Throughout Moscow today, there are almost exactly the same number of grocery stores—in re­lation to the city’s population—as in 1930, and none of the retail grocery stores in Russia boasts refrigeration for meats, fruits, vegetables, or dairy products.

By all of these 22 reports, Rus­sia is distinctly a backward, sec­ond-rate economic power, hope­lessly bogged down in Marxist theory.

In all her industrial plant, in all her agriculture, in all her mili­tary establishment, communist Russia today is dependent entirely on machinery and equipment stolen or copied from the U.S.A. or Western Europe. The same ap­plies to everything in the realm of Russian scientific achievement—from atomic energy to radar guid­ance systems and rocket thrust. Moscow stole atomic energy and radar bomb sights from the U.S.A., and commandeered rocket thrust from the Peenemuende POW’s fol­lowing the German surrender in 1945. Her big espionage show to­day is focused on the Polaris mis­sile. She probably will have that secret in five years, and be able to produce the weapon in ten. That will be another great triumph for Marxist economic theory!

A wholly romantic appraisal of the communist economy by the West has misguided world opinion for an entire generation, and served at the same time to tighten the grip of the Moscow Presidium on its millions of disenchanted victims.

The recent U.S.A. survey teams now beckon the whole world to a more realistic estimate of the Marxist accomplishment. Forty-three years in a land of 210 mil­lion people is a fair testing time for any theory.

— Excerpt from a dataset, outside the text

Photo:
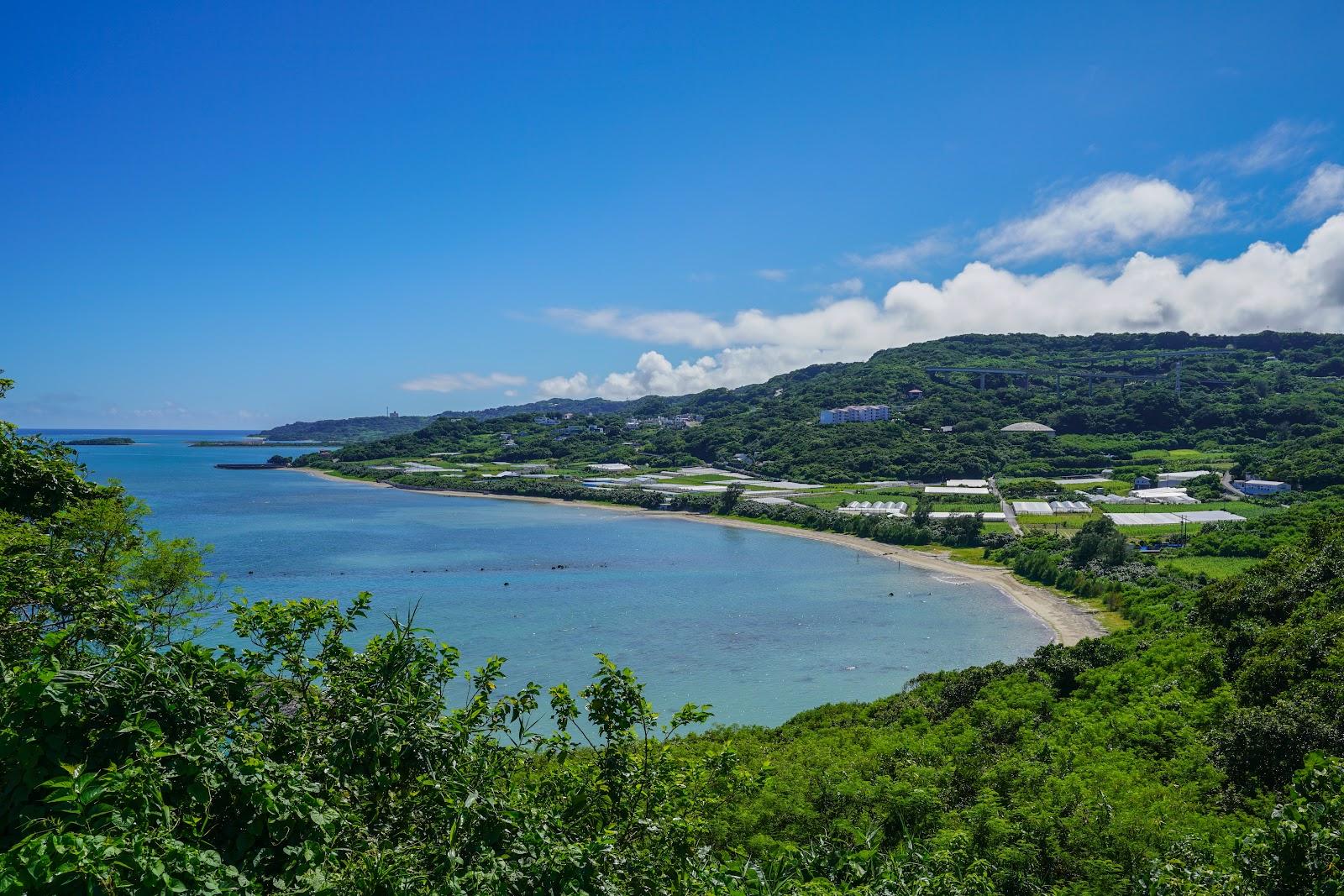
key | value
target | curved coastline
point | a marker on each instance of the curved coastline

If all our relations with com­munism were to begin with the fact that the socialist economy simply cannot deliver the goods, and Russia is therefore a second-class power, the whole world soon would be on the mend. Hope would breathe again, and the Rus­sian people would be encouraged to strive for freedom. Little by little and bit by bit, the Iron Curtain would be lifted. A free society then would be offered at least a chance to "help the many who are poor."

A Russia busy catching up on a half-century of pie-in-the-sky promises to the consumer would be too completely occupied at home to attempt intervention, subversion, and revolution in Asia, Africa, and Latin America. Capitalism, the creator, would go back to work for human progress. For all hu­mankind, a new birth of freedom would dawn.